Le CBG neutre n’est pas le principal précurseur de ces trois voies.
La plante produit principalement plusieurs formes acides.
La décarboxylation transforme les formes acides en formes neutres apparentées.
Le CBD provient principalement du CBDA.
Le delta-9-THC provient principalement du THCA.
Le CBC provient du CBCA.
Le CBN est principalement associé à l’oxydation du THC.
L’anandamide et le 2-AG sont les deux endocannabinoïdes les mieux caractérisés.
FAAH hydrolyse principalement l’anandamide.
MAGL hydrolyse une grande partie du 2-AG.
CB1 et CB2 sont les deux récepteurs cannabinoïdes classiques.
Le THC est généralement un agoniste partiel de ces récepteurs.
Le CBD possède une faible affinité pour leurs sites orthostériques classiques.
Plusieurs cannabinoïdes possèdent un profil multicible.
Affinité, puissance, efficacité et concentration sont quatre notions différentes.
Une analyse ciblée ne recherche pas toutes les molécules possibles.
Le produit fini doit être relié au certificat présenté.
Chaque cannabinoïde doit être évalué individuellement, sans extrapolation depuis le seul nom de famille.

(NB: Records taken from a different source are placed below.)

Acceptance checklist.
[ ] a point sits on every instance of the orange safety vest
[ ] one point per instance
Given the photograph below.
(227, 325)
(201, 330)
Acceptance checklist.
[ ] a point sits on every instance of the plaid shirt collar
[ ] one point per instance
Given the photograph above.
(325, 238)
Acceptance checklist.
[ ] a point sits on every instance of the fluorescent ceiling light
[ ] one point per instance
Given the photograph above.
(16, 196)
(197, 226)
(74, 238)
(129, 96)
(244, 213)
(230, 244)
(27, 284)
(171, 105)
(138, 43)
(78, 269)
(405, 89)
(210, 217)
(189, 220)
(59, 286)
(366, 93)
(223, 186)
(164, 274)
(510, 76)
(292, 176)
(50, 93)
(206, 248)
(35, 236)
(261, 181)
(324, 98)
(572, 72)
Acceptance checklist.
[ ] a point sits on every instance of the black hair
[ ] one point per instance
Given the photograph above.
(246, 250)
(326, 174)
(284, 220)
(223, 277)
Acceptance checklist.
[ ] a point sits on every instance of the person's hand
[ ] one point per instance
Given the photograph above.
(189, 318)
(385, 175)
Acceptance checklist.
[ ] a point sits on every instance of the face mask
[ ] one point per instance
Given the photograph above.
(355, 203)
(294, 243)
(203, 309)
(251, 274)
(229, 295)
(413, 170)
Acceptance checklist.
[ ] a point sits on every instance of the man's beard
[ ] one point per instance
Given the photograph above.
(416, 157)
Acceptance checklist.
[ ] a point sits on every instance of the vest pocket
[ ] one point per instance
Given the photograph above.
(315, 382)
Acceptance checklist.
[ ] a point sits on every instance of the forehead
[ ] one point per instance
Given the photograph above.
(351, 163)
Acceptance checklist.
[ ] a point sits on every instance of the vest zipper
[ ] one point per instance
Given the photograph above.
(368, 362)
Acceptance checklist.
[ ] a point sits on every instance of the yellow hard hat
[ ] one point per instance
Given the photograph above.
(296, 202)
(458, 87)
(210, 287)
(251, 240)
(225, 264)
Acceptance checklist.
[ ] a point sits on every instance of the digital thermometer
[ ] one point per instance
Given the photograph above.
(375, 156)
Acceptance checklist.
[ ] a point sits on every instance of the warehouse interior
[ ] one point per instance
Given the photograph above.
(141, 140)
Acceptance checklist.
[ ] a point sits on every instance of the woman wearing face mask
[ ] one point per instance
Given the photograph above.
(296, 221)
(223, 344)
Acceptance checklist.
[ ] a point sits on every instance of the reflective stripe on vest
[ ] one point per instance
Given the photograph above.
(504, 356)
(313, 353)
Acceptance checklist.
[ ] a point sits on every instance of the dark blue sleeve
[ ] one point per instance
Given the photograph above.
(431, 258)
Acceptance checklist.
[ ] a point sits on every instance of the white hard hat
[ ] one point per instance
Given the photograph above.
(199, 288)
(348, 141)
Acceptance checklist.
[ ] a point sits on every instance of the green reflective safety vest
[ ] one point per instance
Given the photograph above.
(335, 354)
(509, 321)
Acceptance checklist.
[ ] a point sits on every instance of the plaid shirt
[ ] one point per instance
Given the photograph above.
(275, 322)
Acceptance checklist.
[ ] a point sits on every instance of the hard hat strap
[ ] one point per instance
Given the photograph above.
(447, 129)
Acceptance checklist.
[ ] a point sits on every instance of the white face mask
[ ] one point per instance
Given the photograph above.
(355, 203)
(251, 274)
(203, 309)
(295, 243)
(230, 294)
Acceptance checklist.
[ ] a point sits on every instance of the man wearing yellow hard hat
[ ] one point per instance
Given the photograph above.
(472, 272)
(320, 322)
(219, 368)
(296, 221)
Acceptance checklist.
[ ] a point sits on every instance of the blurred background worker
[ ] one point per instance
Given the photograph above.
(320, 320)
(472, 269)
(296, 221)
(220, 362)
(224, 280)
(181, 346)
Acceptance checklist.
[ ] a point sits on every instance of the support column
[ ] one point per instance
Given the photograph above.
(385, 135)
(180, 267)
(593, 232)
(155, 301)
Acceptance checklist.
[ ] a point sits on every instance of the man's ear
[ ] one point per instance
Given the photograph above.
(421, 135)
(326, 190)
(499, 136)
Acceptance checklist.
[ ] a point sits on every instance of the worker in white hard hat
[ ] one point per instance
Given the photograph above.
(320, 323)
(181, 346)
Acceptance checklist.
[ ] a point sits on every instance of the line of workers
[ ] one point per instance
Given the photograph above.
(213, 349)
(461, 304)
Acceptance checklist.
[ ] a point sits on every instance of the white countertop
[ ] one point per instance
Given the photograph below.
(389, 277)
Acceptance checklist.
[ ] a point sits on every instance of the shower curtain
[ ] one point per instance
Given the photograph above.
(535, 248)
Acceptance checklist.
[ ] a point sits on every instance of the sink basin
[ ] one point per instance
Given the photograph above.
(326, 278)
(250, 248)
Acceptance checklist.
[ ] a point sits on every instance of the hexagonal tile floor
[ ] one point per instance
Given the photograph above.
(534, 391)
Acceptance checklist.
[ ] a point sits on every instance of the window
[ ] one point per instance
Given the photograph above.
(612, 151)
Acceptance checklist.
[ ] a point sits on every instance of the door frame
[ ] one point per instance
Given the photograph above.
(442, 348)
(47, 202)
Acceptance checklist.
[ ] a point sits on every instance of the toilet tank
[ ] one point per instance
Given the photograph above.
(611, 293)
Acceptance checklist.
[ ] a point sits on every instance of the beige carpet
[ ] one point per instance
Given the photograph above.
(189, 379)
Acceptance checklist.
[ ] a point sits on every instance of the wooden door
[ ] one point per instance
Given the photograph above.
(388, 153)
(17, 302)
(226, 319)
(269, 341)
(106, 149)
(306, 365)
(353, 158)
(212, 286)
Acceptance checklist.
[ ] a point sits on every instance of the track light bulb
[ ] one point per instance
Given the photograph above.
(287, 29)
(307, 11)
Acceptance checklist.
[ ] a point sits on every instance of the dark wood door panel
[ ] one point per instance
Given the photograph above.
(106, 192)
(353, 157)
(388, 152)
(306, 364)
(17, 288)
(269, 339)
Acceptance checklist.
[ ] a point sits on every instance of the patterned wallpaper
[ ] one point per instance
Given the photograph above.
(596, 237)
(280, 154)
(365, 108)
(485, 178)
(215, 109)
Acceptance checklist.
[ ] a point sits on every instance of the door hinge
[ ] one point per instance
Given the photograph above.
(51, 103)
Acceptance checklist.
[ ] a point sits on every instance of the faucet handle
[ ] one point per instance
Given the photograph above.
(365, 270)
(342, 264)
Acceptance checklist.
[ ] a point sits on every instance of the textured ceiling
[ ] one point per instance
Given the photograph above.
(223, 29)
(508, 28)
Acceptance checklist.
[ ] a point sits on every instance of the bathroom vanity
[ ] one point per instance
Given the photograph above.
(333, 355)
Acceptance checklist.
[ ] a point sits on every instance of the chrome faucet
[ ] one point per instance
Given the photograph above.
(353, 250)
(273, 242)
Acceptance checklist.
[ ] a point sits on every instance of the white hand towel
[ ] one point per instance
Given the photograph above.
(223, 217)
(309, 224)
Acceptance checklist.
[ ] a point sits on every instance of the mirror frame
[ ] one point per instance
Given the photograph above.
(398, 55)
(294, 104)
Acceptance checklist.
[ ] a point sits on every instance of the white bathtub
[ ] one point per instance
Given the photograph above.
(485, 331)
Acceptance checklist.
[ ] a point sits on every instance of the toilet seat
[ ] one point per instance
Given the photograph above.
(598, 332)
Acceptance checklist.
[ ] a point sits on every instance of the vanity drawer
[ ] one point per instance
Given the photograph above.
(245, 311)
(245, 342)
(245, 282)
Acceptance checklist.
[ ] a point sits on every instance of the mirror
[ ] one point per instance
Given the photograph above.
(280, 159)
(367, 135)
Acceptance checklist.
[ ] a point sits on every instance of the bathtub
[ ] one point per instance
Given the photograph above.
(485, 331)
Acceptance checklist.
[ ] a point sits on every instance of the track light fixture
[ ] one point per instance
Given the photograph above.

Bibliographie scientifique générale de l’article :

Conclusion du Centre de Connaissances DDS

Un cannabinoïde ne peut pas être compris à partir de son seul nom. Il faut identifier son origine, sa structure, son procédé d’obtention, sa concentration, ses cibles, ses métabolites et le niveau réel des connaissances disponibles.

Les phytocannabinoïdes, les endocannabinoïdes, les cannabinoïdes synthétiques et les dérivés semi-synthétiques appartiennent à un même champ scientifique, mais leurs différences sont parfois plus importantes que leur appellation commune.

Une information responsable ne transforme donc jamais une proximité de nom en équivalence chimique, une activité expérimentale en promesse clinique, une origine végétale en garantie de sécurité ou un certificat partiel en preuve absolue.

C’est en séparant clairement la botanique, la chimie, la pharmacologie, l’analyse et la réglementation qu’il devient possible de comprendre précisément ce qu’est un cannabinoïde.